A CSP header can limit the impact of SSTI by preventing injected JavaScript from being executed (if the SSTI output ends up in HTML):

Content-Security-Policy: default-src 'self'; script-src 'self'

This does not prevent server-side code execution, but it limits what an attacker can do on the client side with the output of a successful SSTI.

Rule 6: Least privilege

The web application process should run with minimal privileges:

# Run the application as an unprivileged user:
sudo -u www-data python app.py

# In Docker:
USER nobody

# SELinux/AppArmor profiles that restrict file access

If an attacker achieves RCE via SSTI, the privileges of the process are the ceiling of what they can do. A process running as root gives the attacker the entire system. A process running as nobody gives the attacker almost nothing.

The uncomfortable truth

And now the moment where we need to be honest about the state of affairs. The moment where the cynical voice takes over from the curious scientist.

We let users write code in our templates.

Read that sentence again. We build systems that evaluate template syntax, we put user input in there, and we are surprised when someone abuses that evaluation. It is like giving a stranger the keys to your car and then being surprised that they drive off.

The tools to prevent SSTI have existed for years. render_template_string with variables instead of f-strings is not rocket science. Sandboxed environments are documented. Logic-less templates exist. And yet, in 2026, security researchers are still publishing CVEs for SSTI in production applications used by millions of people.

The problem is not technical. The solutions exist. The problem is cultural. Developers choose the quick route -- an f-string is two keystrokes shorter than an extra parameter in render_template_string. Code reviewers miss the difference because they do not know how template engines work. Testers do not test for SSTI because it is not on their checklist. And managers say "it works, doesn't it?" until the moment it no longer works.

SSTI is not an advanced attack. It is not a zero-day. It is not a state-sponsored APT. It is an ordinary bug that stems from an ordinary lack of attention. And that actually makes it worse than all those exotic attacks the security industry loves to talk about. Because you cannot prevent a zero-day. You can prevent SSTI by thinking five minutes longer before you commit. But those five minutes are apparently too much to ask.

The template engine is a printing press. Gutenberg understood that the power of the printing press lay in the fact that the printer decided what was printed. Not the reader. Not the passerby. The printer. In the five hundred years since Gutenberg, we have managed to forget that principle and hand control of the printing plates to random internet users.

Gutenberg would understand.
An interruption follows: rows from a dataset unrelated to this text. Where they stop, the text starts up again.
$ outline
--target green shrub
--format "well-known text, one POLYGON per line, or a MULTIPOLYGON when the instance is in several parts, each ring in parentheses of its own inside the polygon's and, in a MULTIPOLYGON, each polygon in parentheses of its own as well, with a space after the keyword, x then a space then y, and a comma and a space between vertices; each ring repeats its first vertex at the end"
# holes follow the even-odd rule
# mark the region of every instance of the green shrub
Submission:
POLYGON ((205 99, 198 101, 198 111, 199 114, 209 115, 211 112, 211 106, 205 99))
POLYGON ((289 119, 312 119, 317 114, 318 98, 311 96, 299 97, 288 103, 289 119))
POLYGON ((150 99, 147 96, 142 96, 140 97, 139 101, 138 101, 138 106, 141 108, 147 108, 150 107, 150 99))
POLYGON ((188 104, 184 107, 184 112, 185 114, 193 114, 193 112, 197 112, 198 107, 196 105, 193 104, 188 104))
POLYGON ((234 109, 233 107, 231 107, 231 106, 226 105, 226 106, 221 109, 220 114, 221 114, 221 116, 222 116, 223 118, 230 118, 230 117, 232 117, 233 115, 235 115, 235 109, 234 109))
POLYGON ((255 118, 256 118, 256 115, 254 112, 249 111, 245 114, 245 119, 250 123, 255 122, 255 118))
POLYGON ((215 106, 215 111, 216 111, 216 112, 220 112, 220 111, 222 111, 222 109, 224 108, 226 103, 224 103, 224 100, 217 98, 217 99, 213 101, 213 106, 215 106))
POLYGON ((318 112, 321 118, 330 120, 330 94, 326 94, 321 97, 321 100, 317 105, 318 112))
But he would not approve.

Reference table

Info disclosure payloads

Filter hardening and limiting bypass

Checklist for testers

1. Identify template injection points: Test all input fields, URL parameters, headers, and form fields with {{7*7}}, ${7*7}, <%= 7*7 %>, and #{7*7}.

2. Identify the engine: Use the decision tree with type coercion ({{7*'7'}}). Also check error messages for engine name and version.

3. Info disclosure first: Try {{config|pprint}} (Jinja2), {{dump(app)}} (Twig), ${.version} (Freemarker) for valuable information without RCE.

4. Attempt RCE: Use the engine-specific payloads from the reference table. Start with the simplest payload and escalate.

5. Test sandbox: If the first payload does not work, try filter bypass techniques: attr(), string concatenation, alternative routes.

6. Demonstrate impact (defensive): demonstrate with safe validation steps that unwanted template evaluation is possible, without command execution or shell-like payloads.

7. Document the chain: Describe the detection, the engine identification, the payload, and the result step by step.

In 1440, Gutenberg trusted that only he and his colleagues would touch the printing plates. In 2026, we trust that users will not type curly braces. History teaches us that trust is not a security measure.